Shenandoah University, just up the way in Winchester, has a summer musical series. They bring in professional actors for most of the principal roles and their students make up the ensemble.

I knew the general outline of Ragtime, but hadn’t ever seen it performed, so I wanted to see it. The production was outstanding, musically, and the acting was gorgeous. Sometimes musicals can feel a bit flat, acting-wise, but this one felt incredibly immediate and emotionally present. The actors across the board were wonderful, but I particularly found Tateh, Coalhouse, and Mother deeply moving.

This show didn’t have a dramaturg credited, and it’s one where I felt the lack of a dramaturg.

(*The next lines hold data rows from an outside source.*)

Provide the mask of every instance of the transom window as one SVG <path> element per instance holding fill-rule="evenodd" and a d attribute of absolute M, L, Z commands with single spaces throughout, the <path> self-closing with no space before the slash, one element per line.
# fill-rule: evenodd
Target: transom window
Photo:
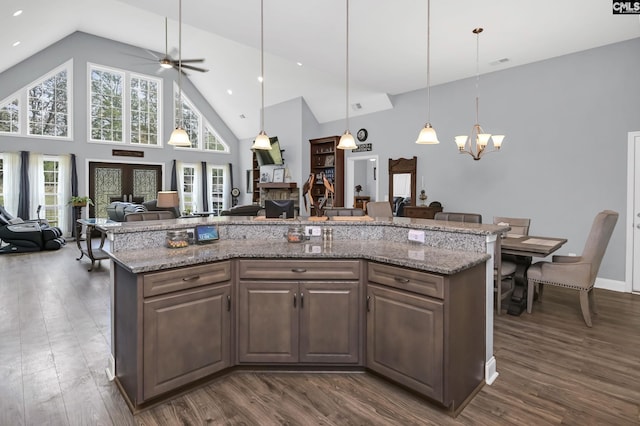
<path fill-rule="evenodd" d="M 182 208 L 186 213 L 198 210 L 196 166 L 185 164 L 182 166 Z"/>
<path fill-rule="evenodd" d="M 67 70 L 69 63 L 29 87 L 27 91 L 28 135 L 70 137 L 71 84 Z"/>
<path fill-rule="evenodd" d="M 209 167 L 208 177 L 210 182 L 209 194 L 210 207 L 209 211 L 214 212 L 215 216 L 220 216 L 220 213 L 225 208 L 225 194 L 224 194 L 224 168 L 219 166 Z"/>
<path fill-rule="evenodd" d="M 6 205 L 4 202 L 4 158 L 0 154 L 0 206 Z"/>
<path fill-rule="evenodd" d="M 0 104 L 0 132 L 20 132 L 20 103 L 15 97 Z"/>
<path fill-rule="evenodd" d="M 213 126 L 204 120 L 202 113 L 194 106 L 189 98 L 174 85 L 174 123 L 178 127 L 180 123 L 180 105 L 182 105 L 182 125 L 189 135 L 191 147 L 178 149 L 197 149 L 202 151 L 229 152 L 229 145 L 222 140 Z M 182 98 L 182 102 L 180 102 Z"/>
<path fill-rule="evenodd" d="M 90 141 L 161 146 L 162 81 L 89 64 Z"/>
<path fill-rule="evenodd" d="M 42 161 L 43 187 L 42 194 L 44 196 L 44 218 L 47 219 L 52 226 L 59 226 L 62 218 L 62 209 L 64 208 L 64 200 L 62 199 L 62 182 L 61 164 L 56 157 L 44 157 Z"/>

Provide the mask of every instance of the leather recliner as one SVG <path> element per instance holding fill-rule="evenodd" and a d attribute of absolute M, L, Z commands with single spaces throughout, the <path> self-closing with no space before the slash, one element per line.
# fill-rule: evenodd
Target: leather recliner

I wanted a solid program note that would identify the lines between fiction and fact, and the significance of the choices to use a real or fictional person, or even the significance of the choice to give a person a real name or an obviously fudged one (“Coalhouse Walker, Jr.” vs. “Mother”).

The lighting design was smart, and textually influenced. The design used silhouettes a lot–more than I think the script specifies–and in ways that enhanced that metaphor as it moved through the story. Toward the end, when Mother and Tateh are falling in love on the beach, the light created a clear shadow of Mother behind the actor on a curtain, and Tateh seemed to notice that, as if she were one of his silhouettes come to life.

I was less taken with the set design. It consisted of a walkway mostly constructed of pipes, and two massive rolling staircases that could be moved and recombined to become different settings. The flexibility of it served the story well, as it moves quickly from one location to the next, but the sketchiness of it felt cold and industrial. This design choice showed up in the piano and the car, as well–both were outlined in pipes and didn’t have any presence. Also, Coalhouse had to “Fred Flintstone” the car, which I found distracting and kind of weird.

These entirely minor quibbles aside, I found this show deeply troubling in all the right ways. My children saw it with me, and when I asked my son (age 8) what he thought of it, he said, “It bothered me.”

“What bothered you?”

“The racism and the sexism and the murders. I liked the dancing, though.”